Success Story: Francis turbine draft tube modernization

NCC presenting the success story

Croatian Competence Centre (HR HPC CC) provides end users from scientific and higher education communities, various industries and public administrations, access to innovative solutions adapted to the level of maturity of national and European High-Performance Computing (HPC) infrastructure. HR HPC CC helps strengthen existing and develop new national competencies for High-Performance Computing (HPC), High-Performance Data Analytics (HPDA) and the area of Artificial Intelligence (AI).

Industrial Organisations Involved:

HEP is the national power company in Croatia.

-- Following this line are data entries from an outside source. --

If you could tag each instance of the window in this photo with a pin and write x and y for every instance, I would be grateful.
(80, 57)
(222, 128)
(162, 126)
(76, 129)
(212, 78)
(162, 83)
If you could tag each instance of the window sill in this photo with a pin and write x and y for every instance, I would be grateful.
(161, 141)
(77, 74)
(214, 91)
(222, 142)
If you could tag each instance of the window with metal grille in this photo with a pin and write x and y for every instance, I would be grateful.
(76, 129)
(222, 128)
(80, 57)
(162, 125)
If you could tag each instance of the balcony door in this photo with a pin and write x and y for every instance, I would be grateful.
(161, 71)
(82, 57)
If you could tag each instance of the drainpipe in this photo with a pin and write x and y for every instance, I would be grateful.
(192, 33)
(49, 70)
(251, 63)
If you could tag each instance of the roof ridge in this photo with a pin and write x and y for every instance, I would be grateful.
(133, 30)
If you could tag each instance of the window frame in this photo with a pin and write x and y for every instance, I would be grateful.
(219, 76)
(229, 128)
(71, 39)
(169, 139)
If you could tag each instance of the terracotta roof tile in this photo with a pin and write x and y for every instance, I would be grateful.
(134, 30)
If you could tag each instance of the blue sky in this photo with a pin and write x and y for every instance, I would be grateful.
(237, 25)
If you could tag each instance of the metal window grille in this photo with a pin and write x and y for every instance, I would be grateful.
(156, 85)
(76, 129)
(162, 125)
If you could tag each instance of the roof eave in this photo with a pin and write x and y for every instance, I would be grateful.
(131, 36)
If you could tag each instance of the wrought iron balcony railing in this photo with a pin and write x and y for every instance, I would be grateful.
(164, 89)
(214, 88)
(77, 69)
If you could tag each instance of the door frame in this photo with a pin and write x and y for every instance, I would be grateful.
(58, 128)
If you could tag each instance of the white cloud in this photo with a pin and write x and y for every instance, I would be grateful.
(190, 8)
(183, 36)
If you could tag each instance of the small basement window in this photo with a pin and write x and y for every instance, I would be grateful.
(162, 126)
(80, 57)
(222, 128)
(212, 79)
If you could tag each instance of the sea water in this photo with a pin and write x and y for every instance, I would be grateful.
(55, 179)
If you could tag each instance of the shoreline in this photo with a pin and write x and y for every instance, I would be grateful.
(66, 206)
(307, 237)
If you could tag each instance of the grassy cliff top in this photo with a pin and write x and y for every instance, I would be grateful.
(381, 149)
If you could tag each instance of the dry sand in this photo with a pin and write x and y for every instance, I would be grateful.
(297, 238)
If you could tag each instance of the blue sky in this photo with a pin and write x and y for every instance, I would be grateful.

It manages several subsidiaries with different duties related to the production, delivery and distribution of electric energy. The scope of the company’s activities is vast. HEP Proizvodnja, a subsidiary, is tasked with the management and governance of the power generation facilities.

Technical/scientific Challenge:

Industrial partner sought a technical solution to improve the efficiency of a hydroelectric power plant with minimal investment / alterations. Although the obvious solution would be to modernize the runner of the turbine, it was questionable whether the long-term gains would justify the expenses. Solution was seen in the modernization of the draft tube which can be done quickly, during the scheduled maintenance of the plant. Based on provided data, it was necessary to develop a computational model which was used the conduct complex CFD simulations in order to determine an optimal solution.

Solution:

A numerical model was created and verified to ensure the validity of the approach. Based on calculated data for the entire turbine, a segmentation approach was adopted and only the draft tube was considered. Geometry parametrization and optimization were considered in phase I, in order to generate an initial, optimized design. In phase II, machine learning was employed to create a meta-model that can subsequently be easily employed with optimization algorithms or other approaches/goal functions to determine the best design based on specified criteria/constraints. Due to the complexity of the numerical modelling in general, as well as the scope of the optimization problem, the use of HPC resources was mandatory, as was the tuning and development of the noted meta-model.

Business impact:

The proposed methodology can serve as a proof of concept for other sections of the power plant or can be used to design new plants. This means that additional improvements can be made. Due to the complexity of the problem, conventional systems cannot be employed to calculate the problem and provide an optimized design. However, by utilizing HPC resources, simulations and the optimization process were completed in an acceptable time frame. Furthermore, the use of ML and the development of the draft tube meta-model significantly reduces computational time and effectively eliminates the need for the HPC in subsequent analyses/optimization processes. Obtained results led to the improvement in the efficiency of the turbine and as such are being considered as potential solutions. Based on the presented methodology, a more in-depth assessment and efficiency improvement steps are being conducted.

Benefits:

  • Approach can be employed for other hydroelectric power plants
  • Approach is flexible in terms of constraints/requirements and is applicable to other turbine segments i.e. this proof of concept methodology can be subsequently used on other sections of the turbine
  • Increased turbine efficiency (production of electricity)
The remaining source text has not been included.